MY APPROACH to Using Monolithic Zirconia for Full-Coverage Restorations

 

Monolithic zirconia is a restorative material with increasing popularity due to its excellent mechanical, optical, and biological properties and compatibility with CAD/CAM technology. However, a common concern remains regarding zirconia’s abrasiveness against antagonist teeth.

In my opinion, a well-polished zirconia crown delivered in harmonious occlusion does not result in significantly more tooth wear than does enamel. When using monolithic zirconia for my patients, I manage its wear properties by evaluating the following factors:

  • Patient-specific risk factors
  • Impression and mounting methods
  • Instructions to dental laboratory
  • Crown delivery methods
  • Follow-up and maintenance

Patient-specific factors

It is important to recognize types of patients who will demonstrate more tooth wear in general. They include those with a low Frankfort-mandibular plane angle, lack of mutually protected occlusion, parafunctional habits, and a highly acidic oral environment from extrinsic acid, such as diet, or intrinsic acid, such as gastroesophageal reflux disease. These patients are more likely to experience more severe abrasive wear from a zirconia crown that is delivered in hyperocclusion. It is important to educate these patients on management of controllable factors first and foremost.

Impression and mounting methods

To minimize the risk of fabricating a zirconia crown with occlusal interferences, an accurately mounted cast is necessary. For patients with a stable, mutually protected occlusion, no facebow transfer is required. In these patients, for a single posterior tooth bounded by a mesial and distal tooth (eg, tooth #4, with #3 and #5 present), my preference is a triple tray impression, utilizing a rigid tray with two-bodied polyvinyl sulfide impression material. If there is no distally bound tooth, or it is an anterior tooth, my preference is to make a full arch impression and obtain an occlusal registration record with a rigid material, such as a bisacryl bite registration material.

For a patient with an unstable occlusion and/or lack mutually protected occlusion, I will obtain a facebow transfer to mount the casts. A facebow transfer will allow more accurate occlusal adjustment of the crown in excursive movements on the articulator.
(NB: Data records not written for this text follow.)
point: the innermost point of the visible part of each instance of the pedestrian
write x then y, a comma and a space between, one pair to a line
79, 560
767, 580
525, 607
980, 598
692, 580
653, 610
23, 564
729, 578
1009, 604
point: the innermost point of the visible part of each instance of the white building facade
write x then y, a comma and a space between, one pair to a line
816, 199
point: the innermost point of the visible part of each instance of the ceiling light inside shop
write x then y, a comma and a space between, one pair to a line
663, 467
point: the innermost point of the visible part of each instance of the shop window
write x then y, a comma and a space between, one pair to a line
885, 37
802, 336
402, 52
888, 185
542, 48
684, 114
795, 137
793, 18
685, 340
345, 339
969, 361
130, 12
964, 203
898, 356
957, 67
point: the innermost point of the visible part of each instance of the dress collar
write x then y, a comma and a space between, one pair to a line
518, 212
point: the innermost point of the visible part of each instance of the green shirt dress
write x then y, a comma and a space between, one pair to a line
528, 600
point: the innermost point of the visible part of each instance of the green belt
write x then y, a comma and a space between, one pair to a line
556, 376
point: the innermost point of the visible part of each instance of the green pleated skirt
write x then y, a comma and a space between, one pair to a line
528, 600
Instructions to dental laboratory

For posterior teeth, my preference is to use multilayered monolithic 4Y zirconia. It has satisfactory fracture toughness and translucency, even for premolars in the esthetic region. I avoid glazing or external characterization on any occluding surfaces because the glaze and staining will wear away in 6 months and may contribute to more wearing of the antagonist teeth. I will prescribe external characterization on the buccal surface if necessary. For single anterior teeth, I will prescribe porcelain-fused-to-zirconia (PFZ) crowns.

Crown delivery method

Prior to delivery of the zirconia crown, I evaluate its fit and occlusion on stone dies and mounted cast in the maximal intercuspal position (MIP) and excursive movements. When trying the crown in the mouth, I first evaluate the interproximal contact and adjust using fine-grit diamond burs and an electric handpiece with an RPM of 6000–20,000, with copious water and minimal pressure. Following adjustment, these areas should be polished with zirconia polishing kits to minimize interproximal tooth wear from rough zirconia. Next, I evaluate the margin seal via visual and tactile sensations, and, if necessary, use a small amount of Fit Checker to visualize possible interferences on the intaglio aspect of the restoration.
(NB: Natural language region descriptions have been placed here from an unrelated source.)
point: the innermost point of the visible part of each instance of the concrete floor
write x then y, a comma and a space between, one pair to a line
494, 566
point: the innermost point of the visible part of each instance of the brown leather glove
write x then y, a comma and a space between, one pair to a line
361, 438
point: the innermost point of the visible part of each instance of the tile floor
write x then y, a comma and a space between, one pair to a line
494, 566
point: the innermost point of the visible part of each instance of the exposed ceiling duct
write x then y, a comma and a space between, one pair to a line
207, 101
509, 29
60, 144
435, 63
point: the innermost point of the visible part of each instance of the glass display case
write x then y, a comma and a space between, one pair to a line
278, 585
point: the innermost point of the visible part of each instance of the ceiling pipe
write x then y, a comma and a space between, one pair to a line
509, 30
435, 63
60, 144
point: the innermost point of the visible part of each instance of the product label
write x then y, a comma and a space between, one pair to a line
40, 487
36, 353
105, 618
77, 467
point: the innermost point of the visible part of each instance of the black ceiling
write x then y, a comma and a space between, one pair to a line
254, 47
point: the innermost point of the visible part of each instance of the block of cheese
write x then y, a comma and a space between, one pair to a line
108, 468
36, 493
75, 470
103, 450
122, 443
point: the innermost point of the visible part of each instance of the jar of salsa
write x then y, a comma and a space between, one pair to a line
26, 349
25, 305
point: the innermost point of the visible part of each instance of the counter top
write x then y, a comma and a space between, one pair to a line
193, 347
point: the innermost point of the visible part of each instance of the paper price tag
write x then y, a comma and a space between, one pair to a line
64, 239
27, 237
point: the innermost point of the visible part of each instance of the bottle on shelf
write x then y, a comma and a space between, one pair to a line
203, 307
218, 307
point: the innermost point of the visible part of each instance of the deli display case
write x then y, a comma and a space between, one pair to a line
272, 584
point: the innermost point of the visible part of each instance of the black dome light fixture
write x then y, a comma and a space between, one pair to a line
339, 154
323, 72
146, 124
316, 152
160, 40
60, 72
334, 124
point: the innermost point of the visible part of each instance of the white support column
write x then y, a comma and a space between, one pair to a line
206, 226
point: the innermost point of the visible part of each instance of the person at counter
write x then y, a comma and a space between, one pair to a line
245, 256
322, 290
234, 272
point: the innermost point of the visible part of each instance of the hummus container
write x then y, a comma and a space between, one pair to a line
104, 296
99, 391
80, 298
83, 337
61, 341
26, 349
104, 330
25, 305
Following, I evaluate the crown occlusion in MIP and eliminate all premature occlusal contact while the patient is in the supine position and in the upright position. I ask the patient to help me by pointing to the teeth that contact first when occluding. The goal is to achieve bilateral even simultaneous occlusal contacts. The articulating mark produced by the functional cusp on the zirconia crown should be slightly lighter than those of the adjacent teeth. Special attention should be given to buccal inclines of the palatal cusp on maxillary crowns and to lingual inclines of the buccal cusps on mandibular crowns. Excessive occlusal contact in these regions will also result in more wear of an antagonist tooth.

Any adjustment made on the crown surface should be polished with a zirconia polishing kit. I prefer using extraoral polishing kits over intraoral kits since they produce a more polished surface. Always follow the manufacturer’s instructions, including recommended RPM and sequence of burs. After cementation of the crown, I verify occlusion again. If adjustments are needed, the intraoral polishing kit can be used for polishing.

Follow-up and maintenance

The most amount of wear of antagonist teeth occurs in the first 6 months after delivery, and most wear is self-limiting as the contact area of the opposing surfaces increases over time. During follow-up visits, I will reevaluate occlusion of my zirconia crowns by examining the central cusp and the inclines as mentioned above, as well as any presence of fatigue wear on the opposing tooth surface. Especially for patients at higher risk as indicated above, I will examine more frequently and thoroughly for any localized occlusal factors that will contribute to more tooth wear.